Two studies were presented about rehabilitation, one about speech, the other about physiotherapy and they both had similar findings – intensive therapy over a short period leads to significant improvement. Next step is to design a way for an intensive programme to be delivered/monitored and then how a less intensive maintenance programme can be designed for ongoing use (the other 11 months of the year).

Another study looked at the personality, social skills and psychological health of FAers compared with non-FAers. It comes as no surprise to me that FAers were found to show more symptoms of depression, stress and negative social behaviours. My personal view though is that in matters like this it might be more accurate to evaluate someone’s life with FA rather than draw conclusions about FAer vs. non-FAer. I’m reminded of a report from some time ago that revealed that people with disabilities rated their quality of life higher than people without, and explored the assumption the opposite would be true (contact me for more info on this).

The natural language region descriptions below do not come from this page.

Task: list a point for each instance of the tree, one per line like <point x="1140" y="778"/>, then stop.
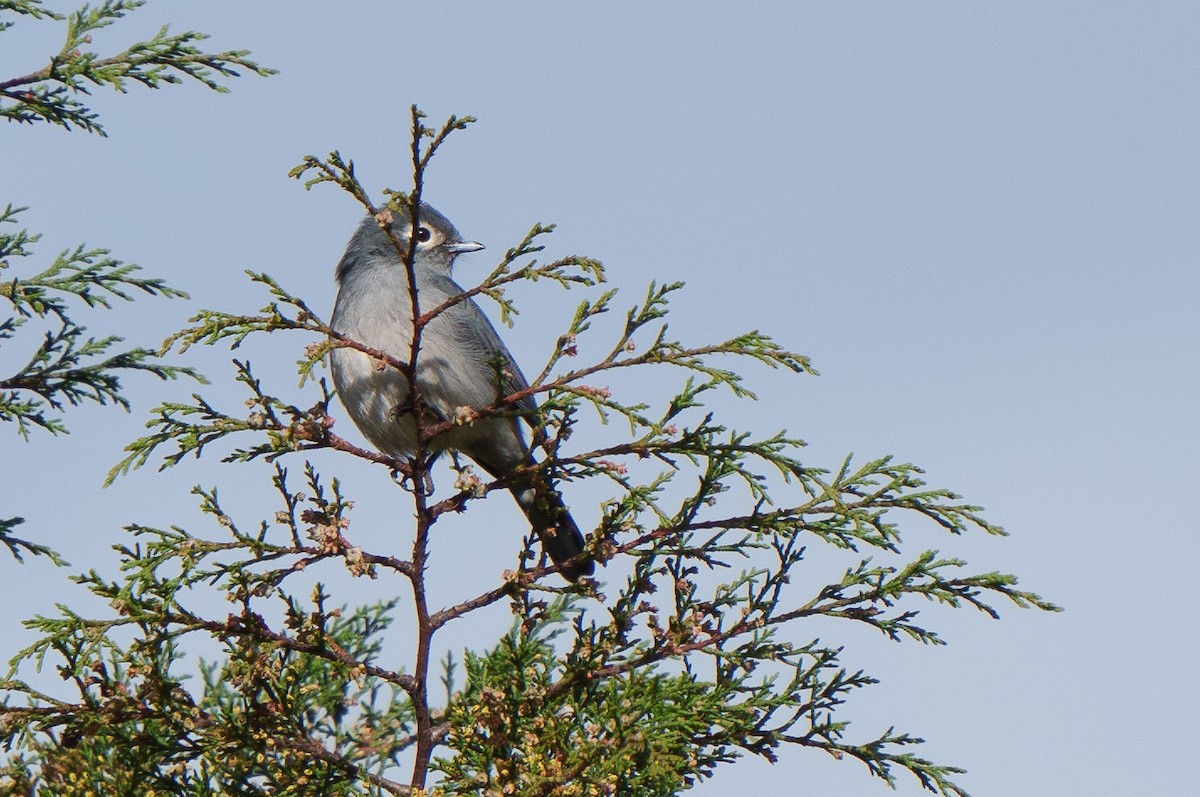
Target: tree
<point x="689" y="649"/>
<point x="66" y="366"/>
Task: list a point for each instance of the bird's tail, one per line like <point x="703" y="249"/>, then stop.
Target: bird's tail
<point x="561" y="538"/>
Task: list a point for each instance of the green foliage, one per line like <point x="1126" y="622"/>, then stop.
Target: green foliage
<point x="52" y="93"/>
<point x="64" y="366"/>
<point x="697" y="648"/>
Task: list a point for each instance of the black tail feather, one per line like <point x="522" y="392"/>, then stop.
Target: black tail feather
<point x="561" y="538"/>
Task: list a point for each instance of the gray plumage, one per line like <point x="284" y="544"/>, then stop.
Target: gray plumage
<point x="456" y="366"/>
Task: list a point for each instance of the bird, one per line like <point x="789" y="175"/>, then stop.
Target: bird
<point x="462" y="365"/>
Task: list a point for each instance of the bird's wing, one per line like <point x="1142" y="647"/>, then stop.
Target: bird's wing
<point x="468" y="324"/>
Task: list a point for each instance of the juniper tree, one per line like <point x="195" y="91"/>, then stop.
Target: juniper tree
<point x="61" y="364"/>
<point x="694" y="643"/>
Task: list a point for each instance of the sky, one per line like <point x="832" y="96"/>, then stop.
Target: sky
<point x="978" y="220"/>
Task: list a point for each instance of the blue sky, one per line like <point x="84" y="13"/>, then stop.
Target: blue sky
<point x="978" y="220"/>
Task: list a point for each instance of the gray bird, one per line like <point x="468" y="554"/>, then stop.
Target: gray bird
<point x="456" y="367"/>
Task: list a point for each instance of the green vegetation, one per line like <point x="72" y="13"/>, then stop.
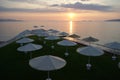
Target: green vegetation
<point x="14" y="65"/>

In summary then, there’s an enormous amount of research going on in FA right now, and exciting progress is being made toward finding a cure. Research is also going on into how we can monitor, maintain and even improve our health in the meantime. My favourite Ron Bartek (head of FARA in the US) quote is “there’s never been a better time to be a sick mouse” but in reality, there’s never been a more exciting time to be an FAer!